Blaž Šelih

Posted on Mar 29, 2018

(Slightly more advanced) deployment with git

#git #python #devops #beginners

Deploying can sometimes be a pain and go wrong

As most developers can confirm, deploying and updating a basic web application isn't really rocket science. Transfer the updated files to the server, maybe do some local edits, restart and hope for the best.
This naive approach may be good enough in many cases, but once database structure updates and dependency changes are involved, things can get messy quickly.
Besides, keeping development, testing and production database structure in sync by manually editing and executing a bunch of SQL files is tedious as well as error prone. The same goes for manually managing packages and dependencies.

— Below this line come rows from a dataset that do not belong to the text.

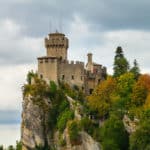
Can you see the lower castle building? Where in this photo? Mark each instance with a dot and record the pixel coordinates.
(56, 67)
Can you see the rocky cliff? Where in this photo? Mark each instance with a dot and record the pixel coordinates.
(36, 133)
(34, 130)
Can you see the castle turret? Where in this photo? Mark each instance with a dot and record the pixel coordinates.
(56, 45)
(89, 66)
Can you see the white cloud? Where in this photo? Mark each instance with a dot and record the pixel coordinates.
(16, 47)
(12, 79)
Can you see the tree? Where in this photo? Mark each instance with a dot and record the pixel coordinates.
(121, 64)
(102, 97)
(30, 75)
(141, 90)
(113, 134)
(1, 147)
(140, 140)
(135, 69)
(125, 84)
(18, 145)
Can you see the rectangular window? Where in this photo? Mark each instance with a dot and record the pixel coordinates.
(72, 77)
(63, 77)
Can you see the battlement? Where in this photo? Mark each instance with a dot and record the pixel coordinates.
(56, 40)
(71, 62)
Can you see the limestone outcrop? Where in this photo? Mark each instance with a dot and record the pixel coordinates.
(34, 131)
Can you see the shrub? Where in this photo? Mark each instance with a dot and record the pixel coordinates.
(63, 118)
(140, 140)
(73, 129)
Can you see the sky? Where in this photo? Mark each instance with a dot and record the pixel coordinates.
(96, 26)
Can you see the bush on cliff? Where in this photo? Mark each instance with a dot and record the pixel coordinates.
(63, 118)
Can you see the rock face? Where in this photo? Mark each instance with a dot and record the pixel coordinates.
(33, 125)
(87, 143)
(35, 132)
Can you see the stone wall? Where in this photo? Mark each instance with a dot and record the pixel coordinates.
(48, 68)
(71, 73)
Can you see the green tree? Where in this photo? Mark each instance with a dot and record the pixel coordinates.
(102, 97)
(18, 145)
(113, 134)
(11, 147)
(63, 118)
(135, 69)
(121, 64)
(140, 140)
(30, 75)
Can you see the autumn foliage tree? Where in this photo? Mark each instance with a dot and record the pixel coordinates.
(141, 90)
(103, 97)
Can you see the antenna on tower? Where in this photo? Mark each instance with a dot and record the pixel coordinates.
(50, 26)
(60, 22)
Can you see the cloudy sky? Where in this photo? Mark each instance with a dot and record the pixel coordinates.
(96, 26)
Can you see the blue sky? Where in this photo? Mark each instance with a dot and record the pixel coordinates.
(96, 26)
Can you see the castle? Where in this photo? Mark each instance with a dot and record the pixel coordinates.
(56, 67)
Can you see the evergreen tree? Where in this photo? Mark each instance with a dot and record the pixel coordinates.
(135, 69)
(121, 64)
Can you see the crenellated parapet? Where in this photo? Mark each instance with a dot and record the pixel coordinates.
(56, 45)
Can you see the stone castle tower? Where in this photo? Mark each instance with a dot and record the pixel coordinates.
(56, 67)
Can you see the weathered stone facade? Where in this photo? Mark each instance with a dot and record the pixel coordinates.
(56, 67)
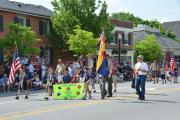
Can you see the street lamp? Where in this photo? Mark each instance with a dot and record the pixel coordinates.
(119, 48)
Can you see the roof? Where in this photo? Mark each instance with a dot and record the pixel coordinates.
(37, 10)
(121, 23)
(164, 41)
(174, 26)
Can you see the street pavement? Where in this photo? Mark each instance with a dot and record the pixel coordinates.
(162, 103)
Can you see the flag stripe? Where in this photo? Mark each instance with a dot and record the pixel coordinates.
(16, 64)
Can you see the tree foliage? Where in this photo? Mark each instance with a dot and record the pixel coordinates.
(170, 34)
(127, 16)
(69, 13)
(149, 48)
(23, 37)
(82, 42)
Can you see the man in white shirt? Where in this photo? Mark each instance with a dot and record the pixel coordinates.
(60, 71)
(141, 69)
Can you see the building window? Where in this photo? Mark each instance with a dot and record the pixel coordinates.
(112, 38)
(1, 23)
(43, 27)
(22, 21)
(126, 38)
(28, 24)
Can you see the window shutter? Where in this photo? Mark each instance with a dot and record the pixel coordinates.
(116, 38)
(112, 38)
(28, 23)
(129, 38)
(123, 38)
(41, 27)
(1, 23)
(16, 20)
(51, 55)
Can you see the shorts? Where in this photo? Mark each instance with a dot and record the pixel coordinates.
(92, 81)
(60, 78)
(154, 73)
(162, 76)
(31, 75)
(114, 77)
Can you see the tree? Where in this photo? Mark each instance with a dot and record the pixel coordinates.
(69, 13)
(127, 16)
(170, 34)
(149, 48)
(24, 38)
(82, 42)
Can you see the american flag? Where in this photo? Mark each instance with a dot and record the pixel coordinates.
(172, 64)
(16, 64)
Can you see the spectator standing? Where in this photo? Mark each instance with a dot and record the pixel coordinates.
(60, 71)
(141, 70)
(154, 69)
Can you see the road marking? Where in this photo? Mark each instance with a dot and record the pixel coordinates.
(60, 107)
(10, 102)
(150, 89)
(50, 109)
(168, 90)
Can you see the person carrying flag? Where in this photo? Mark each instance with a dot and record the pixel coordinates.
(102, 63)
(15, 66)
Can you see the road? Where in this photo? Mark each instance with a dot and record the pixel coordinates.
(162, 103)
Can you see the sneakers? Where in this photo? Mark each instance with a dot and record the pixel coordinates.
(141, 98)
(17, 98)
(26, 97)
(90, 97)
(46, 98)
(109, 95)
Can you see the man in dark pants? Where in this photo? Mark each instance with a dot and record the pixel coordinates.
(141, 69)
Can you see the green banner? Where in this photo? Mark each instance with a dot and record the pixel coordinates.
(68, 91)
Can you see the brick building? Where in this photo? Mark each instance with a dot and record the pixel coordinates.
(121, 39)
(36, 17)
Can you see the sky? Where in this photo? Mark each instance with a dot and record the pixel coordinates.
(162, 10)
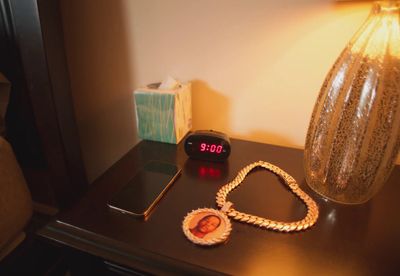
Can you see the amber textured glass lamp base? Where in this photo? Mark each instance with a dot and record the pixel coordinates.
(354, 133)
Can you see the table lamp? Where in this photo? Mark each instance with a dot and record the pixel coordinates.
(354, 133)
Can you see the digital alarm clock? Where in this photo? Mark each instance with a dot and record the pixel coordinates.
(208, 145)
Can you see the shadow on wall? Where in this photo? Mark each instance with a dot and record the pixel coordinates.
(98, 52)
(266, 137)
(211, 109)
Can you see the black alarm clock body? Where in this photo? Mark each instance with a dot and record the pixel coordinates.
(208, 145)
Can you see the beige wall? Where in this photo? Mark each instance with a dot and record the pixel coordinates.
(256, 65)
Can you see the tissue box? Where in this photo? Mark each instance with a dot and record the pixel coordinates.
(164, 115)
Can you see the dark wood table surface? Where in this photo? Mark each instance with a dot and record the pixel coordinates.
(347, 240)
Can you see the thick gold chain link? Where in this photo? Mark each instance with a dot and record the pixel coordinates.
(312, 208)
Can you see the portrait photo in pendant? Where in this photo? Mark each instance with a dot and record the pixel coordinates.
(206, 226)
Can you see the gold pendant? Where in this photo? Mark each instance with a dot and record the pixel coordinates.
(206, 226)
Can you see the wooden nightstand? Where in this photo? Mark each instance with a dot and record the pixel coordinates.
(347, 240)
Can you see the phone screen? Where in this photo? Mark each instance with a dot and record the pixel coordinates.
(145, 189)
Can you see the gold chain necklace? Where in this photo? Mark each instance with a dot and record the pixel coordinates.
(208, 226)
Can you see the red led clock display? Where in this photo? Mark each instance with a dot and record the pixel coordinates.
(208, 145)
(213, 148)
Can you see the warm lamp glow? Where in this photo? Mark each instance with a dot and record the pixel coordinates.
(354, 133)
(378, 36)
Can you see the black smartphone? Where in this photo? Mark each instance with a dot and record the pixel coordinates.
(139, 196)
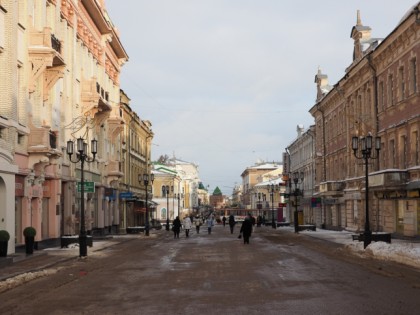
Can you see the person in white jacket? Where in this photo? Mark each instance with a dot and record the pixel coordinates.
(187, 226)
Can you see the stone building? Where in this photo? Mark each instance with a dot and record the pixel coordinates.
(60, 64)
(298, 162)
(134, 162)
(378, 95)
(251, 176)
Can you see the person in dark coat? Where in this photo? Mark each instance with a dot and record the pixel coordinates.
(231, 223)
(176, 227)
(246, 229)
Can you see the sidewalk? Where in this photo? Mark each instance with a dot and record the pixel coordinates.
(402, 251)
(21, 263)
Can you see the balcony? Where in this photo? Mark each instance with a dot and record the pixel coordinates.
(42, 145)
(331, 188)
(95, 98)
(113, 170)
(45, 55)
(388, 179)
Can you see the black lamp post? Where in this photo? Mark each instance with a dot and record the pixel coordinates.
(179, 196)
(82, 157)
(297, 178)
(145, 178)
(167, 207)
(365, 146)
(272, 189)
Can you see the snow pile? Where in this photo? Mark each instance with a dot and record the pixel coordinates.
(23, 278)
(403, 253)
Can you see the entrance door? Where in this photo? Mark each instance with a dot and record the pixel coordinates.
(44, 220)
(400, 213)
(418, 217)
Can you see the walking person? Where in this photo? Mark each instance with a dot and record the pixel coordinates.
(176, 227)
(187, 226)
(231, 223)
(197, 224)
(246, 229)
(210, 224)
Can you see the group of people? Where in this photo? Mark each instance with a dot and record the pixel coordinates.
(188, 223)
(246, 227)
(245, 232)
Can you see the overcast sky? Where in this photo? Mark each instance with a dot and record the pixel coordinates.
(226, 82)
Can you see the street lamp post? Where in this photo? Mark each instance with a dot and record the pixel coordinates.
(297, 178)
(167, 207)
(145, 178)
(82, 157)
(272, 189)
(179, 196)
(365, 146)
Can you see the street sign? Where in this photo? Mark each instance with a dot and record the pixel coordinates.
(126, 195)
(88, 187)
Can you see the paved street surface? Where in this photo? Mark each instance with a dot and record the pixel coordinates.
(278, 273)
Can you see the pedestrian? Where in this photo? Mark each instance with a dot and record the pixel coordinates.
(246, 229)
(259, 220)
(210, 224)
(176, 227)
(197, 224)
(187, 226)
(231, 223)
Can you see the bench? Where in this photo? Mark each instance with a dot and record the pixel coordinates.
(305, 227)
(376, 237)
(66, 240)
(135, 229)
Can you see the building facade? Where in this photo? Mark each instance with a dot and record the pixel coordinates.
(378, 96)
(60, 62)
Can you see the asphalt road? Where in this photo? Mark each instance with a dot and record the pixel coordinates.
(278, 273)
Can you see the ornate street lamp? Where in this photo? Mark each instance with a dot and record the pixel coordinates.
(167, 206)
(179, 197)
(82, 157)
(364, 144)
(272, 189)
(145, 179)
(297, 179)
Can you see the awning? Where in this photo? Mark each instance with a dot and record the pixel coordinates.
(413, 185)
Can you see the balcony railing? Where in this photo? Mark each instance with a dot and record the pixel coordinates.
(55, 44)
(331, 187)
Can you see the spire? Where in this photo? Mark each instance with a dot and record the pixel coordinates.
(359, 20)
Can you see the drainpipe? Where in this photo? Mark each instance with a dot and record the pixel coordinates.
(324, 166)
(375, 94)
(376, 111)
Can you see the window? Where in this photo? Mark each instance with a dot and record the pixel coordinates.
(391, 152)
(403, 152)
(401, 90)
(413, 75)
(20, 139)
(390, 99)
(415, 148)
(381, 96)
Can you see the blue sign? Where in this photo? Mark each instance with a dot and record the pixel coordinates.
(126, 194)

Since we should be using a version control system anyway, we'll try to leverage git to perform some of the above tasks.

Git (hooks) to the rescue

There is plenty of "Deploy your app using git" articles on the internet. Most of them show how to use the post-receive hook to dump the files from the repository to the project folder and restart the server.
In this post, I will attempt to expand on that and show how to use shell scripts to somewhat automate database and package upgrades. I will also show how to keep a simple deployment log to provide a basic rollback capability.
This is all pretty basic stuff but it is a first step to more complex systems like continuous integration (CI) and delivery (CD) solutions. Hopefully, even this simple setup will make your life as a developer a bit easier.

As an example, we will be deploying a Python (Flask) application to WebFaction server. Pip is used to manage the dependencies in the virtual environment and Flask-Migrate to handle the SQLAlchemy database migrations.
The application is structured following Miguel Grindberg's excellent Flask Web Developement book and Flask Mega Tutorial.
Similar principles should apply no matter the programming language, frameworks and libraries used.

Some basic familiarity with git and shell scripting is assumed. I will not go into every detail and code fragments are here for illustration only. Examples of pre-receive and post-receive hooks are at the bottom for reference.

Local setup and workflow

There is not much to set-up on the client side, except adding a git remote after it was created (see below).

Once we are done developing and testing the new amazing feature, it is time to deploy it. We will have to:

Activate the virtual environment.
Save the current package configuration into a file by executing pip freeze > requirements.txt.
Since pip does not really do a complete dependency resolution it is a good idea to verify and, if required, edit the file manually. See pip manual.
Once this is done, add requirements.txt to the repo.
Add any new database migration files to the repo and commit the changes.
Push to the remote.

Now the server will take over, execute the pre- and post-receive scripts and deploy the app for us.
Happy days!

All of the above steps can be executed as a shell script as well.

Initail remote setup

First of all, I would strongly suggest you create identical staging and production environments, except for small non-critical apps. Try out everything in the staging environment before deploying to production.
Also, remote setup will differ slightly depending on your hosting provider but the basics should be the same.

Ssh to your server and create a bare git repository (git init --bare). Set up SSH keys as usual, then add the newly created repo as a remote. Push initial configuration to this remote.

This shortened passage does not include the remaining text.